Even though the gap persists, some of the country’s largest and most influential companies are still now rolling out formalized return-to-office schedules.
Microsoft told workers around its Washington state headquarters that it was moving to "our sixth and final stage of the hybrid workplace model, effective Feb. 28, 2022. From this date, employees will have 30 days to make adjustments to their routines and adopt the working preferences they’ve agreed upon with their managers.
"Thousands of Chevron workers are coming back to the office as of next week following the omicron-fueled delay. Citigroup reportedly told its New York cohort to be back earlier this month, while Goldman Sachs and JPMorgan Chase told employees to come back to the office at the start of February.
“We've had three false starts on reopening. But I think people finally feel that between the vaccine and therapeutics we are in a position where it's safe and appropriate to bring people back to the office,” Partnership for New York City CEO Kathryn Wylde said.
Nevertheless, she believes concerns about crime is a factor slowing down office returns.
“There's a lot of anxiety," she said. "I have not seen anything like this since the 1980s.”
As workers navigate their new relationship with the physical office, most companies still see it as a key piece of their growth strategy, said Ramneek Rikhy, a senior vice president at CBRE.
“Many of these companies have continued to grow and prosper during the pandemic and continue to hire employees,” she said, noting she is busy looking for space for office tenants who are either trying to lease new office locations or expand, even if they are still not back in the office full time.
Like many in real estate, Rikhy thinks more workers in the office buildings will go a long way in restoring normality.
“Returning to the office is good not just for these specific companies, but for the city,” she said.

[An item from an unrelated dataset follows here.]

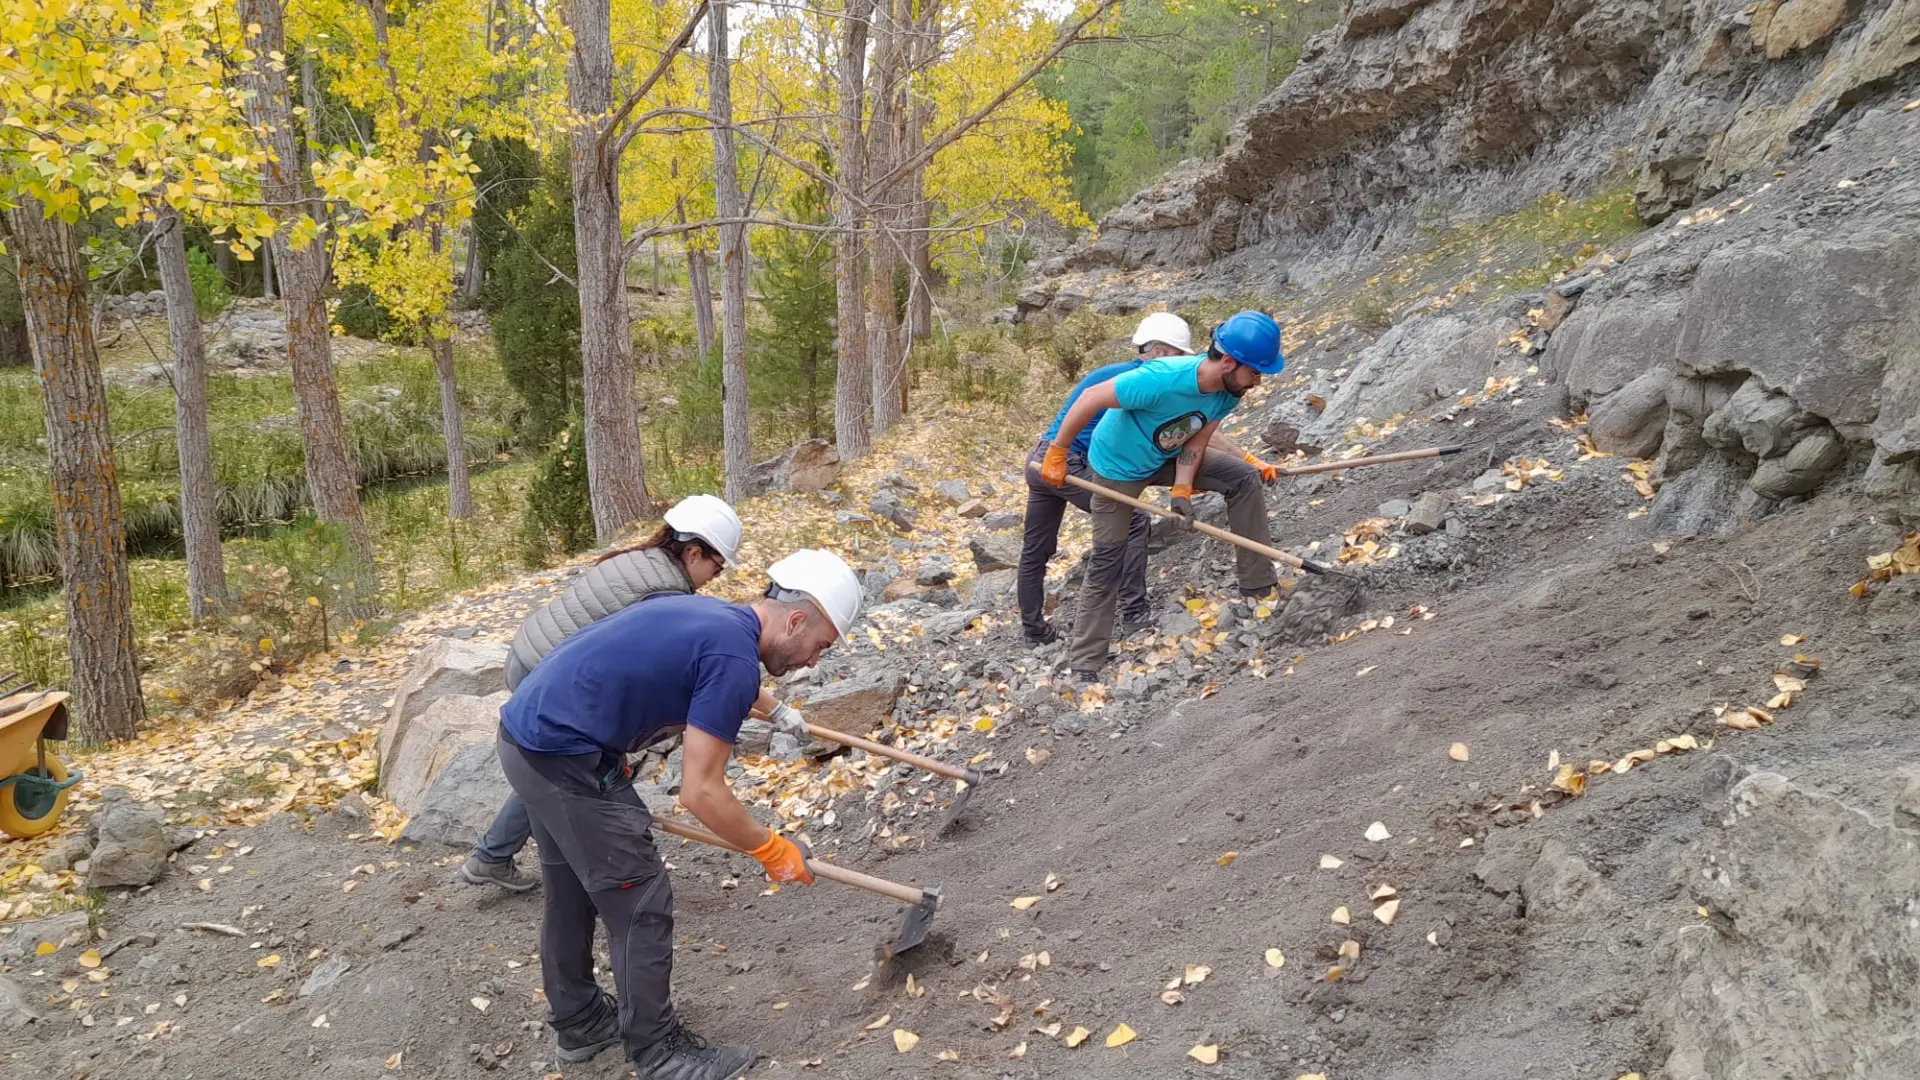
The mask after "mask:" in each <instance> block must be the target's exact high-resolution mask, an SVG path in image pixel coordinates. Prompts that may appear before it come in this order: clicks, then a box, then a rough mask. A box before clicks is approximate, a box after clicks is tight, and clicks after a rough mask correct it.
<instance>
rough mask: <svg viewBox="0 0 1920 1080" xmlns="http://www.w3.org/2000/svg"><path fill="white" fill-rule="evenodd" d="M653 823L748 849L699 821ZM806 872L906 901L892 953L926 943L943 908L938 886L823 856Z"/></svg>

She’s not the only one — workers’ returns in many cases are being pitched not only as a chance to build culture and collaboration, but also as a civic duty.
“I am a proponent of mandatory come back to work, I think people need to come back to the office, I think New York needs people to come back to the office,” Open Impact Real Estate founder Lindsay Ornstein said on Bisnow’s podcast last week. “I think people need people to come back to the office whether they realize it or not.”